|| Feedback | Index to site | Removing postcodes from addresses (Access) ||
If you import a text file of data into an Excel worksheet you may wish to extract a particular range of characters from each record. For example if each data record (or row) looks something like 'A100 John 23.5 South' you may wish to extract the number (23.5) which is the third out of four items in the string. As always, there are several ways of doing this.
The most obvious method might be to parse the data. The ribbon option [Data] Data Tools | Text to Columns starts a wizard which will guide you through the process of splitting up a range of data into columns. The wizard prompts you to describe the character which separates each piece of data within the string - in the example above that would be a space. The data is then rewritten on your worksheet, broken up over as many columns as required.

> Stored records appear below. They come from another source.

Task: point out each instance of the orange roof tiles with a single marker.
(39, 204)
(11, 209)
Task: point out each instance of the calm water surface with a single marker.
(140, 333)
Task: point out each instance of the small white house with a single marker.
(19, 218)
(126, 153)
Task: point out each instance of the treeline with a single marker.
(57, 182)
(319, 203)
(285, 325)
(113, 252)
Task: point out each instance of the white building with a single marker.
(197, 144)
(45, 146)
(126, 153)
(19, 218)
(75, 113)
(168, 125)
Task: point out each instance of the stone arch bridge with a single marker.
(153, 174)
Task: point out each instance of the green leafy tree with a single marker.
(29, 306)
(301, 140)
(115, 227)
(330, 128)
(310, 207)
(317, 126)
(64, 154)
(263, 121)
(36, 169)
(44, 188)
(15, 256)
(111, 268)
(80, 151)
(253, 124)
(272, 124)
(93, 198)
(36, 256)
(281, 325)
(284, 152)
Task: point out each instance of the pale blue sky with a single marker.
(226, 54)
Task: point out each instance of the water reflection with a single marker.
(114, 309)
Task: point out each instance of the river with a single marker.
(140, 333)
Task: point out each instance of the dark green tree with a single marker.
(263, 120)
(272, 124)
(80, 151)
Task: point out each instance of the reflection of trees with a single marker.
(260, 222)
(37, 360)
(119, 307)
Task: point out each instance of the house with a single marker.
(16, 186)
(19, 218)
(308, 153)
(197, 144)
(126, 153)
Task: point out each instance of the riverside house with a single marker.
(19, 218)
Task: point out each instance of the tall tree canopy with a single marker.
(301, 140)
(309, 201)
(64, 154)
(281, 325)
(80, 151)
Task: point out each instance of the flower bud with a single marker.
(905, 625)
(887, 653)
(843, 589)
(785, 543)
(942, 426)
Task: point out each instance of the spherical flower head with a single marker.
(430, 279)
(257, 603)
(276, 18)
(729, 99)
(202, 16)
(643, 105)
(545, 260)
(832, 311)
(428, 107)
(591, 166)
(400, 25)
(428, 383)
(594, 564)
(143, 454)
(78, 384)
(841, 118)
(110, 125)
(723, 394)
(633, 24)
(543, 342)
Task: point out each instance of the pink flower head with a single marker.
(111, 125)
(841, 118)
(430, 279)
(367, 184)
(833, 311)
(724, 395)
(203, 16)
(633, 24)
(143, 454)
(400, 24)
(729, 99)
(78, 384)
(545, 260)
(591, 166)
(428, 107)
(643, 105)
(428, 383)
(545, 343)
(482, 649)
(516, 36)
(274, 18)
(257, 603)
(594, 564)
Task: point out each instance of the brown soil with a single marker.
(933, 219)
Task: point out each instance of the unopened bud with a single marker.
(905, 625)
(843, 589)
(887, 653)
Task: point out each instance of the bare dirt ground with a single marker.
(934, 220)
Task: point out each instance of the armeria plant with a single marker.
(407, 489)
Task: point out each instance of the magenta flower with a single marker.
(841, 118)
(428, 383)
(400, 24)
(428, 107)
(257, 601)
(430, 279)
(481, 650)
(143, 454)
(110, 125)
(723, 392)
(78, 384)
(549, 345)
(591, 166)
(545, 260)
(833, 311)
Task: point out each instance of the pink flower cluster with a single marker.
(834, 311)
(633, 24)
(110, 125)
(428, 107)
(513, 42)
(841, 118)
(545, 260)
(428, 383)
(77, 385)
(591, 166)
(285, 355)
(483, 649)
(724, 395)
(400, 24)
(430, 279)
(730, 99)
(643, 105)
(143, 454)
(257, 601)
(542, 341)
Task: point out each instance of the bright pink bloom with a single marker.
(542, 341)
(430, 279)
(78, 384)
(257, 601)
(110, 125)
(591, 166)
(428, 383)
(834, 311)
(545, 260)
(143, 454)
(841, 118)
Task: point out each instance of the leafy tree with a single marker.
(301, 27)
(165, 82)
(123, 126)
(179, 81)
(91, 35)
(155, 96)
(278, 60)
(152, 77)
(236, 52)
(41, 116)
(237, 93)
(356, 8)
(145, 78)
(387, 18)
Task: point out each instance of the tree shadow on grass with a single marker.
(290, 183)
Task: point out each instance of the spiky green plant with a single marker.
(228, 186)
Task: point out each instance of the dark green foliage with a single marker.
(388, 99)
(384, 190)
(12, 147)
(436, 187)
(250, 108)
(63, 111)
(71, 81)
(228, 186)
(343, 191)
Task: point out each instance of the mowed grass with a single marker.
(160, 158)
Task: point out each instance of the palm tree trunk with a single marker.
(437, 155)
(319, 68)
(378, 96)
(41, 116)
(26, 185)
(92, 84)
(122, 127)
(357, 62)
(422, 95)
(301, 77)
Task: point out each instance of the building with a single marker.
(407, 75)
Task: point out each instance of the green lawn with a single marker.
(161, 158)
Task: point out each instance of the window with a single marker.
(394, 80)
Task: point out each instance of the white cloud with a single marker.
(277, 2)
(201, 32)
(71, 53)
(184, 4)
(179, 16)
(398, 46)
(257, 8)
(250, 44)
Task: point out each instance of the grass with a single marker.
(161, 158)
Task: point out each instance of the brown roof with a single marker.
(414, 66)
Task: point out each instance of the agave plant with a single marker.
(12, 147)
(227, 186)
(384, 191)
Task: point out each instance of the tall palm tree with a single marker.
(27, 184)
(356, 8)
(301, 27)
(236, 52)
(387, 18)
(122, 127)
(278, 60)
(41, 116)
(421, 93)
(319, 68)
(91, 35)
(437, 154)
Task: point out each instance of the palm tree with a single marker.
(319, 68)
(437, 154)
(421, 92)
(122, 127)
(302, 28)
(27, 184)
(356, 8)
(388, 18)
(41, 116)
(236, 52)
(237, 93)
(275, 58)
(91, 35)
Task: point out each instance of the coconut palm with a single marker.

|33||A100 ABP 0017 F||ABP|
|34||B231 CIM 0041 M||CIM|
|35||C031 HCC 1032 F||HCC|
[B33] = Mid(A33, 6, 3)
You may however choose to retain the data in its original joined format. If the data you want to extract is always in exactly the same place in each row you can simple use the MID() function to obtain it. The function takes the format =MID(TextRef, StartPosition, NumberOfCharacters) where TextRef is a cell reference containing the text; StartPosition is the character number at which you wish to start extracting; NumberOfCharacters is the length of the element you wish to read from the text.
[B39] =MID(A39, FIND(";", A39, 7)+1,
FIND(";", A39, FIND(";", A39,
7)+1)-FIND(";", A39, 7)-1)
If the item is not always in exactly the same character position within each text string you can incorporate the FIND() function as parameters within the MID() function. This method works if you have a reasonable idea about where the required text is found but it quickly becomes a long and complicated formula.
The FIND() function takes the format =FIND(SearchItem, TextString, StartPos) where SearchItem is the character(s) you wish to find within the TextString, starting your search at the character in position StartPos. It returns a number representing the position at which the SearchItem is found.
Would you like to learn more?
Note that FIND() is case sensitive which means that searching for 'abc' will not recognise 'ABC'. To perform the same task without case sensitivity, use the similar SEARCH() function.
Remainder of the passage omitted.